Hungary. According to
countryaah, the government began the year in conflict both
at home and in the EU, which expressed concern for democracy
in Hungary. The constitution that came into force at the New
Year was met by protests in the capital of Budapest from
close to 100,000 protesters, who accused the government of
wanting to introduce a one-party state.
In Brussels, the European Commission initiated legal
proceedings against Hungary, as the central bank appeared to
lose its independence and the judiciary risked weakening.
Hungary's voting rights in the EU were threatened, and one
third of the country's financial EU support was in danger
due to the country's high budget deficit.
The economy deteriorated, the value of the currency
forint fell to the bottom level and the interest rate on
Hungarian government bonds rose sharply. Hungary needed
loans from the International Monetary Fund (IMF) and the EU
but refused to bow to the terms of the lenders. The
government was partially forced to retreat in the face of EU
pressure and abandoned plans to merge the central bank and
the Financial Supervisory Authority.
In April, President Pál Schmitt found it too good to
resign after a university in Budapest accused him of
plagiarizing large parts of his doctoral dissertation.
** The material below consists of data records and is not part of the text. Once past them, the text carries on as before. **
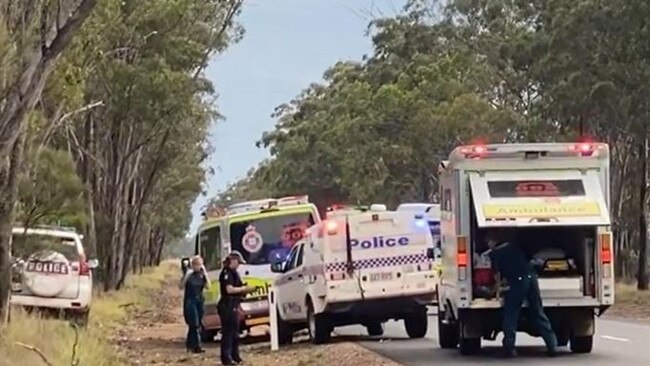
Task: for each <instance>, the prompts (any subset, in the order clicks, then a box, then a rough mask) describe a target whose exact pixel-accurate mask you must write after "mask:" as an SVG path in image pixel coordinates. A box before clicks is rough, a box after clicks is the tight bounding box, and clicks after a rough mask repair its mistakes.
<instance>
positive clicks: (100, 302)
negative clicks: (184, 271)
mask: <svg viewBox="0 0 650 366" xmlns="http://www.w3.org/2000/svg"><path fill="white" fill-rule="evenodd" d="M177 271H178V268H177V267H176V266H175V265H174V264H173V263H171V262H165V263H163V264H162V265H161V266H160V267H158V268H152V269H147V270H145V272H144V273H143V274H142V275H137V276H130V277H129V279H128V280H127V283H126V285H125V286H124V288H123V289H122V290H121V291H116V292H110V293H102V294H96V296H95V297H94V299H93V304H92V309H91V315H90V323H89V325H88V327H86V328H85V329H79V330H78V344H77V347H76V359H77V360H78V361H79V362H78V363H74V362H73V361H72V360H73V357H72V353H73V345H74V344H75V329H74V328H73V327H72V326H71V324H70V323H69V322H66V321H63V320H56V319H45V318H43V317H40V316H38V315H31V314H27V313H26V312H24V311H22V310H21V309H12V314H11V322H10V323H9V324H8V326H7V327H6V328H4V329H2V330H1V332H0V366H18V365H19V366H42V365H46V363H45V362H44V361H43V360H41V358H40V356H39V355H38V354H37V353H36V352H34V351H31V350H28V349H25V348H23V347H20V346H18V345H17V342H20V343H24V344H26V345H30V346H33V347H35V348H37V349H38V350H40V351H41V352H42V353H43V354H44V355H45V357H46V358H47V359H48V360H49V362H51V363H52V365H54V366H70V365H79V366H118V365H119V366H122V365H124V364H125V362H124V361H122V360H120V355H119V350H118V349H117V348H116V347H114V346H113V345H111V341H110V337H111V335H112V334H113V333H114V330H115V329H116V328H118V327H119V326H120V325H121V324H123V323H124V322H126V321H127V320H128V315H129V308H130V307H131V306H134V307H137V308H143V307H147V306H148V305H150V301H151V300H150V299H151V296H150V294H151V292H152V291H156V290H158V289H160V288H161V287H162V284H163V282H164V280H165V278H166V276H169V275H174V274H175V273H176V272H177Z"/></svg>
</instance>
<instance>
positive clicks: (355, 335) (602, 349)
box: [336, 315, 650, 366]
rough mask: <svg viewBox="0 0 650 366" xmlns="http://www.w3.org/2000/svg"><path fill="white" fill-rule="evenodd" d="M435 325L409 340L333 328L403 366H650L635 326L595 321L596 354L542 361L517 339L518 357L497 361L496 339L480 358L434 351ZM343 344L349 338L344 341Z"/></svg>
mask: <svg viewBox="0 0 650 366" xmlns="http://www.w3.org/2000/svg"><path fill="white" fill-rule="evenodd" d="M437 332H438V331H437V321H436V317H435V315H432V316H430V317H429V329H428V333H427V336H426V338H423V339H415V340H413V339H409V338H408V337H407V336H406V331H405V330H404V325H403V323H402V322H395V321H391V322H388V323H386V325H385V331H384V337H382V338H374V339H373V338H369V337H367V336H366V330H365V328H363V327H361V326H351V327H345V328H337V329H336V333H337V334H339V335H341V336H344V337H345V336H349V337H350V338H351V340H355V341H358V342H359V343H360V344H361V345H363V346H364V347H367V348H368V349H370V350H372V351H374V352H377V353H379V354H381V355H383V356H385V357H387V358H390V359H392V360H394V361H397V362H399V363H401V364H403V365H407V366H420V365H427V366H430V365H435V364H438V365H439V364H441V363H443V364H444V365H479V364H480V365H484V364H504V363H506V364H508V363H521V362H522V361H523V362H525V363H526V365H527V366H528V365H531V366H532V365H576V366H579V365H590V366H596V365H606V366H611V365H614V364H615V363H616V364H625V365H650V325H644V324H637V323H633V322H624V321H615V320H604V319H598V320H597V323H596V336H595V338H594V349H593V351H592V353H591V354H586V355H574V354H571V352H570V351H569V350H568V349H562V350H561V354H560V356H559V357H557V358H548V357H546V355H545V353H544V351H545V347H544V343H543V341H542V340H541V338H532V337H529V336H527V335H526V334H517V349H518V351H519V357H518V358H516V359H513V360H504V359H500V358H499V357H498V351H499V346H500V337H499V338H498V339H497V340H496V341H493V342H488V341H484V342H483V349H482V352H481V354H480V355H478V356H472V357H467V356H461V355H460V354H459V353H458V351H457V350H443V349H441V348H439V347H438V340H437V336H438V333H437ZM346 338H347V337H346Z"/></svg>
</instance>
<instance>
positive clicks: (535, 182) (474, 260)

Schmitt refused but could not resist the requirements for
departure. Parliament President László Kövér was appointed
head of state, and in May Parliament elected former
President and EU parliamentarian János Áder as new ordinary
Since the economy continued to shrink, Hungary resumed
negotiations with the EU and the IMF on crisis loans in
July. During the autumn, the government made concessions to
the lenders' demands and waived the idea of taxing the
central bank's financial transactions. As a result, the
chances of emergency loans increased.
Both the Hungarian Constitutional Court and the European
Court of Justice rejected the government's lowering of the
retirement age for judges and prosecutors from 70 to 62
years. The decision was referred to as age discrimination.
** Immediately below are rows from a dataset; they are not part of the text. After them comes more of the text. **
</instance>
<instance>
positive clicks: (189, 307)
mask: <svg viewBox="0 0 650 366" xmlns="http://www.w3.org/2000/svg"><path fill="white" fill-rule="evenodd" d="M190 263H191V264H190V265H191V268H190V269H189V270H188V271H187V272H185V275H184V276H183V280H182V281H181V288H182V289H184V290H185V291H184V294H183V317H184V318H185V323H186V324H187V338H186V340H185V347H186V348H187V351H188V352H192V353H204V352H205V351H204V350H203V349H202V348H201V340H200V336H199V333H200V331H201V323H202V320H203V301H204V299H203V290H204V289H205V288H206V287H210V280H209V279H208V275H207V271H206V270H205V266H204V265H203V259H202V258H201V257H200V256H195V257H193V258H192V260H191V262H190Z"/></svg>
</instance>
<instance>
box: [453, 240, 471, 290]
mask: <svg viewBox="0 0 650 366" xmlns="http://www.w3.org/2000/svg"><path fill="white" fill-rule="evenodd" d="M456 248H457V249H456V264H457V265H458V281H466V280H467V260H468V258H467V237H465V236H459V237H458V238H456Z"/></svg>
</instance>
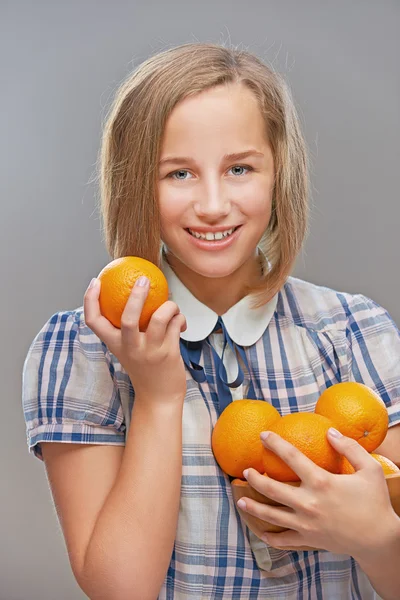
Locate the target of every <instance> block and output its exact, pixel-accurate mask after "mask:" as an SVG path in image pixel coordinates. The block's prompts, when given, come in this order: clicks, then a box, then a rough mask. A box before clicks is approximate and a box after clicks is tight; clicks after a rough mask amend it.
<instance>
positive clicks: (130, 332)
mask: <svg viewBox="0 0 400 600" xmlns="http://www.w3.org/2000/svg"><path fill="white" fill-rule="evenodd" d="M149 288H150V282H149V280H148V278H147V277H144V276H143V277H139V278H138V279H137V280H136V281H135V285H134V286H133V287H132V290H131V293H130V294H129V297H128V300H127V303H126V305H125V308H124V310H123V313H122V316H121V338H122V341H123V343H125V344H128V345H131V344H132V343H133V342H135V340H137V339H138V337H139V333H140V331H139V319H140V315H141V314H142V310H143V306H144V303H145V302H146V298H147V295H148V293H149Z"/></svg>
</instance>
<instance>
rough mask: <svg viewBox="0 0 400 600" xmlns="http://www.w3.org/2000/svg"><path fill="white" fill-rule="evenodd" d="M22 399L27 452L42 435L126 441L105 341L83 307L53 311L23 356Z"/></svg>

At the beginning of the year, unemployment reached over
11%, and in society an increase in xenophobia and
anti-Semitism was noticed. The right-wing party Jobbik held
threatening meetings and party leader Gábor Vona explained
that Roma who did not adapt must leave the country. A
leading politician in Jobbik, who had pronounced himself
anti-Semitic, was forced to abandon his mission when it
became clear that he was concealing his own Jewish burden.
Hungarian-Jewish author Ákos Kertész applied for asylum
in Canada during the year, pointing out that he was
threatened in Hungary after publishing an article on the
Hungarian involvement in the Holocaust. In July, 97-year-old
László Csizsik-Csatáry was arrested on suspicion of
contributing to the deportation of more than 15,000 Jews to
When Jobbiks MP Márton Gyöngyösi proposed in November
that the government should draw up lists of Jews, which he
thought constituted a security risk, the reaction became
fierce internationally, but also in Hungary. The government
condemned the statement, and in Budapest a large protest
demonstration was held outside Parliament against Jobbik.